The Philippines is the only country, aside from the Vatican, to outlaw absolute divorce even though the Catholic hierarchy grants canonical dissolution of marriage.
The country allows declaration of nullity based on psychological incapacity, a long and expensive legal process that only the court could decide, not the couple themselves.
Lawmakers pushing for absolute divorce say it is time for the Philippines to pass a law because defective marriages were leading to increased women and child abuse in the country.
Lagman, who is a lawyer, told the media on July 4 that divorce was the key to liberating both sexes in a troubled relationship that diminishes the quality of life of the couple and their children.

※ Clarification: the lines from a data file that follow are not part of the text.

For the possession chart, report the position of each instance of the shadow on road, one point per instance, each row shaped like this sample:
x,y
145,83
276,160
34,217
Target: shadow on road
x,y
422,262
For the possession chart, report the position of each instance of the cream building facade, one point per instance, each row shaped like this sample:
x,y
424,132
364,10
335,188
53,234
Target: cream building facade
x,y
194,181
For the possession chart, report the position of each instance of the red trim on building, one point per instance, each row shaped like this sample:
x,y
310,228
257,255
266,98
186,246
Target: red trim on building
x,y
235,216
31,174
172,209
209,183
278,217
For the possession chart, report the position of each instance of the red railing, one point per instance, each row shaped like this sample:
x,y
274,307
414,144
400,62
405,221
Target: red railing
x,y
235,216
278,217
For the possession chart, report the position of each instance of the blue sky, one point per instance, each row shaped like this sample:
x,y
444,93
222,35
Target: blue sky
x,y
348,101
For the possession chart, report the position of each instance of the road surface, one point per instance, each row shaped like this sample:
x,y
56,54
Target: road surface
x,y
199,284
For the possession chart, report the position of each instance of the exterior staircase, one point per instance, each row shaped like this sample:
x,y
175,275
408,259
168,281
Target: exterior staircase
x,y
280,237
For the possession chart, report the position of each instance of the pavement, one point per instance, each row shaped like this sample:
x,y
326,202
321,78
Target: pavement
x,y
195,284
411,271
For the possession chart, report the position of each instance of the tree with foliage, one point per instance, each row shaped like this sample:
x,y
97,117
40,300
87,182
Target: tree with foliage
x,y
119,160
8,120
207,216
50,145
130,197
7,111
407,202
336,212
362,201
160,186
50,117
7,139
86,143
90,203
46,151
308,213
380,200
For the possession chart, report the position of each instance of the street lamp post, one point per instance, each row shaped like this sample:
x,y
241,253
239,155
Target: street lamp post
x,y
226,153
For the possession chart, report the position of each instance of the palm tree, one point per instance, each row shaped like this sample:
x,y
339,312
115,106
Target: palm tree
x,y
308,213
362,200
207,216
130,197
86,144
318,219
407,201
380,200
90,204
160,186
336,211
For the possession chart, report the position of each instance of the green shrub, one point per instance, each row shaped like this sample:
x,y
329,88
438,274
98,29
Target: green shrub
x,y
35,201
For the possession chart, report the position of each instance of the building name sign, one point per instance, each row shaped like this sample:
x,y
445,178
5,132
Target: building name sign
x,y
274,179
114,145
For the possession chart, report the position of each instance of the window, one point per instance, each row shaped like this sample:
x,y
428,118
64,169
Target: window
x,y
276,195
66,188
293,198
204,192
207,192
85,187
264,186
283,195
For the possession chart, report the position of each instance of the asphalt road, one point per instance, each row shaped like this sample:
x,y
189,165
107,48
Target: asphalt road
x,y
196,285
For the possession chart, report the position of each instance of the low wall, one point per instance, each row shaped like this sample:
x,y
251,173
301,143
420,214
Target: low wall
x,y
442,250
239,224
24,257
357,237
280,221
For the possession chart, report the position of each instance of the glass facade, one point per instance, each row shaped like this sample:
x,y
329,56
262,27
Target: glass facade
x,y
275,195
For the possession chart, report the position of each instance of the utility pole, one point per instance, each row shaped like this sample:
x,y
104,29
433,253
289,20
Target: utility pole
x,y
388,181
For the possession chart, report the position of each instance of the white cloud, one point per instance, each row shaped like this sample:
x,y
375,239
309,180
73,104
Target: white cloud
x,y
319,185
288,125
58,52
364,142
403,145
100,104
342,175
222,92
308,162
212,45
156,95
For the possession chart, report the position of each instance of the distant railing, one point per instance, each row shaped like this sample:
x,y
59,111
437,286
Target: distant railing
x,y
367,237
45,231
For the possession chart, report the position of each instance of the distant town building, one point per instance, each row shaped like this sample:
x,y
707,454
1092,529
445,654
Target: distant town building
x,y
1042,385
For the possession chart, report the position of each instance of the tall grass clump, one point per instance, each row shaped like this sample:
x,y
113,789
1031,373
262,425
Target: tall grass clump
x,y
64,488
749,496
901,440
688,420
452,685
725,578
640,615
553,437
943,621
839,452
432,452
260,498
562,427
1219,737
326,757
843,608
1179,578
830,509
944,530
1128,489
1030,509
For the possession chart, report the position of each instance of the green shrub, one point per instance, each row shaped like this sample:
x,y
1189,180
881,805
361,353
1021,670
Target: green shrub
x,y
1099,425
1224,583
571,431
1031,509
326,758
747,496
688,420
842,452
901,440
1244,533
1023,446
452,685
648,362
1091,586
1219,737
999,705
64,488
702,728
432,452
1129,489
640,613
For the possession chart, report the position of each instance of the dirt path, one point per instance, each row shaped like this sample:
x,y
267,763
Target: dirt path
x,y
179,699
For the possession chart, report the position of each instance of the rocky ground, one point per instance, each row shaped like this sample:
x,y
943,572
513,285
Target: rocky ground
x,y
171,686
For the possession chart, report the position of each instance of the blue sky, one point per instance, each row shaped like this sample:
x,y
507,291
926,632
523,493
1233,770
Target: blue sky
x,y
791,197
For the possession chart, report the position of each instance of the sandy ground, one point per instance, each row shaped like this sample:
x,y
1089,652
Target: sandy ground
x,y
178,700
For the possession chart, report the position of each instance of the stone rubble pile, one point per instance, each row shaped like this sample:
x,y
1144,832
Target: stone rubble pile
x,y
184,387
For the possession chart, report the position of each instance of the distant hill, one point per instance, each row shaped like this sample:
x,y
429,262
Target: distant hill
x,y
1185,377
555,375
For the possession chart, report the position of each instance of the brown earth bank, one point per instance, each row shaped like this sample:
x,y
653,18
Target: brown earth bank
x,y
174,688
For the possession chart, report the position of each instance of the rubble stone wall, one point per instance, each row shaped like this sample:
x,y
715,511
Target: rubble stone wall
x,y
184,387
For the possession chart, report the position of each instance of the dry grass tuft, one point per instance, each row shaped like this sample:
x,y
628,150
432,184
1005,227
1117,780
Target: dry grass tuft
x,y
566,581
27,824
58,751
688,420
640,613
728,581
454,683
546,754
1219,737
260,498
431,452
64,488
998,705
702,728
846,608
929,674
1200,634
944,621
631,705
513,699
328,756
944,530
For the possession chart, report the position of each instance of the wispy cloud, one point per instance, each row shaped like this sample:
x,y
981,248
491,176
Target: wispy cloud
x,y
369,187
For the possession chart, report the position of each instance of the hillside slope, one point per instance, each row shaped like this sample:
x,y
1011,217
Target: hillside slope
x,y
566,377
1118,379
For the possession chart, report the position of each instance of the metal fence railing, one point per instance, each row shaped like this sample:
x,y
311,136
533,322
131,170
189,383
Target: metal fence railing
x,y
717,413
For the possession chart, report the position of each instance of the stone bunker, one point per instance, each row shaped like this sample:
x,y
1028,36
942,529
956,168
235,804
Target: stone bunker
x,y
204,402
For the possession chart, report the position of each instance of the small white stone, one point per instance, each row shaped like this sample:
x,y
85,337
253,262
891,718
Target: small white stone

“The bill re-instituting absolute divorce is a sequel to the Reproductive Health Law which allows the state to promote artificial contraceptives. Like the Reproductive Health Law, the central figure in the divorce bill is the woman who is often times abused in a malfunctioning relationship,” Lagman added.
Lagman said Filipinos did practice divorce in the pre-Spanish era and so the bill was not totally alien to Philippine culture.
“We had divorce during the time of our grandfathers and grandmothers. Thus, the bill only reinstates divorce because we had this already even during the Spanish occupation,” the lawmaker added.
Lagman further cited the ruling of the Supreme Court saying that severance of a marriage bond is a decent interment of a long-dead marriage. Divorce was not a violation of the Philippine Constitution, which upholds family life, and divorce could sometimes be the panacea to uphold family life, he added.
Marriage is a social institution, the foundation of the family and is inviolable, but “the framers of the Constitution were unanimous that the Congress is not prohibited or precluded from instituting absolute divorce and dissolution of marriage under the current Charter,” Lagman said.
Conservative groups, however, say his legal logic is erroneous.
“How can Congressman Lagman say that divorce is pro-family life when it destroys the family? The children are the ultimate victims of divorce, not the couple,” Jason Tolosa, a group member of Manila Family Life, told UCA News.
Tolosa said divorce could be prone to abuse by the rich because they could afford to go to court.